Les dernières rafales mirent du temps à se taire. Il restait seul, sur la plaine une brume fumante annoncée un matin mort sur une planète morte. Sur ces capteurs il vit s'inscrire ses pensées.

« Putain, c'est pas possible. » il était le dernier debout, c'était fini. Dans chacune de ses mains de métal, les armes fumaient encore avec des cliquetis inquiétants refusant de laisser s'évanouir le fracas de la bataille. Le silence autour de lui était agressif, sa soudaineté le gênait, elle le menaçait. Il fit le tour complet de la planète avec ses senseurs longues porté. Rien, il était seul, il restait le dernier.

Ils avaient débarqué il y a des mois, un bataillon complet, avec les armes lourdes les blindés et tout le matériel de mort. On ne leur avaient rien dit, ni ce qu'ils devaient faire, ni qui était l'ennemie, ni pourquoi ils devaient se battre. Ils étaient né dans ses lourds vaisseaux de transports et leurs maisons volantes venaient de les vomires ici avant de repartir pour le grand vide.

Ce fut comme un signal, la planète entière avait semblé les attaqués de tous les coter en même temps. Des hordes de créature blanche sans visage c'était mis à les décimer. Et la boucherie avait duré des mois, une furie de feux et de sang dans le hurlement du métal en fusion. Et plus ils en éliminaient, plus ils en venaient. Au bout de quelques temps la planète était morte dans l'indifférence générale. Les combattants ne respiraient plus ou plus vraiment depuis bien longtemps. Au bout d'un temps le sol disparut sous les corps mélangés, métal et chaire blanche mêler, en paix. Des mois que le son des tires automatiques, des missiles, des engins de destruction à la limite du vivant, étaient son seul signal sur ses conduits auditifs.

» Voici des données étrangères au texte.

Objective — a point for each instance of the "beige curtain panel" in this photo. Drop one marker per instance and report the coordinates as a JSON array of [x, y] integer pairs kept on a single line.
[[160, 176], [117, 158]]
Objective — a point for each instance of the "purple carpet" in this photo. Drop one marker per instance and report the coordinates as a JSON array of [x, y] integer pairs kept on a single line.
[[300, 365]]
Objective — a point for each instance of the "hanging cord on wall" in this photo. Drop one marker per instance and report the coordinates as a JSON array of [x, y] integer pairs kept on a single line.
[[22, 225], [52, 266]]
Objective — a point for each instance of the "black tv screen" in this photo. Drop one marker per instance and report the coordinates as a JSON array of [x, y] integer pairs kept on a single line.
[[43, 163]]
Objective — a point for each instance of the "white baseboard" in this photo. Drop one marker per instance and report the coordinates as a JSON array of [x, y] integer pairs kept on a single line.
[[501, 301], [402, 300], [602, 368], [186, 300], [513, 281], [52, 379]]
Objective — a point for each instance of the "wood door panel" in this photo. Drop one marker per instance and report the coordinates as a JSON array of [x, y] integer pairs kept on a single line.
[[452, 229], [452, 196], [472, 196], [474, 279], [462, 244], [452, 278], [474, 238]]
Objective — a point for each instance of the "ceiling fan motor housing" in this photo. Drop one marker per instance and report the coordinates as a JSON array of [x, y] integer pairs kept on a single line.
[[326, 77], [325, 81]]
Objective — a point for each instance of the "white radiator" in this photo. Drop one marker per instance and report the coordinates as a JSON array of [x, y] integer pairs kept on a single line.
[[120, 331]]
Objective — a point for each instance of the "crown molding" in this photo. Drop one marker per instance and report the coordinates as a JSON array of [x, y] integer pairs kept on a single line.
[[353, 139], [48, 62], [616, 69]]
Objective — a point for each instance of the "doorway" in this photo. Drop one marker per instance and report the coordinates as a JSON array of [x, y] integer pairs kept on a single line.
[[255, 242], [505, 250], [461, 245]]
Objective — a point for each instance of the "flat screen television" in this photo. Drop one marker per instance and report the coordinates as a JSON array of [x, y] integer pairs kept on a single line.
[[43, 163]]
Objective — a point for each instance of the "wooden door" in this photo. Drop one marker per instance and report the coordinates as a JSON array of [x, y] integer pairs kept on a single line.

Mais il était le dernier. La bataille c'était terminé aussi soudainement qu'elle avait commencé. De façon tout aussi absurde.

Le silence, lourd comme une Chappe de plomb rendait sa bio-armure aussi lourde qu'un cercueil. Il déverrouilla sa cage et sans un bruit l'immense armure s'ouvrit en deux.

L'enfant regardât la planète de ses yeux d'un bleu de nuit. Le manque d'oxygène et les divers produits corrosifs qui attaquaient sa peau fragile ne le dérangeait pas. Il était mort depuis longtemps, peut être même avant sa naissance. L'enfant devait avoir entre six mois et un an. Son corps était relié à l'immense armure par des fils des tubes plantés partout. L'esthétisme n'avait pas été le souci de ceux qui l'avaient créé et son corps reposait sans un amas de câble qui lui servait en même temps de berceau. Son corps n'avait plus grandit depuis qu'il avait été greffé, mais sa tête c'était développé presque normalement hormis les connexions à l'ordinateur neural de la machine. Il était le produit d'une technologie sadique et pervers qui poursuivait son but sans aucun état d'âmes.

Putain de silence, putain de brumes, putain d'éternité. Il referma sa bio-armure et s'assit sur sa victoire. Dans l'armure deux gouttes de liquides bleus coulèrent de ses yeux morts. Il se suicida avec ce qui se rapprochait le plus d'un sourire. Sur son armure était graver PARIS COMBATANT N°) 2066

Très loin sur la terre, un homme pale dans un bureau repoussât sa chaise. "Nom de dieu ! C'était passé près cette fois", beaucoup trop près. Il avait coupé la retransmission de la plaine des jeux à temps. Paris avait gagné, dans le monde entier les êtres humains allaient fêter cette victoire. Les jeux virtuels plutôt que la guerre, le virtuel ultra violent pour gagner la paix! Tel était le credo qu'ils avaient mis en place sur cette planète. Tous le croyait maintenant après tant d'année de travail et cela devait continuer.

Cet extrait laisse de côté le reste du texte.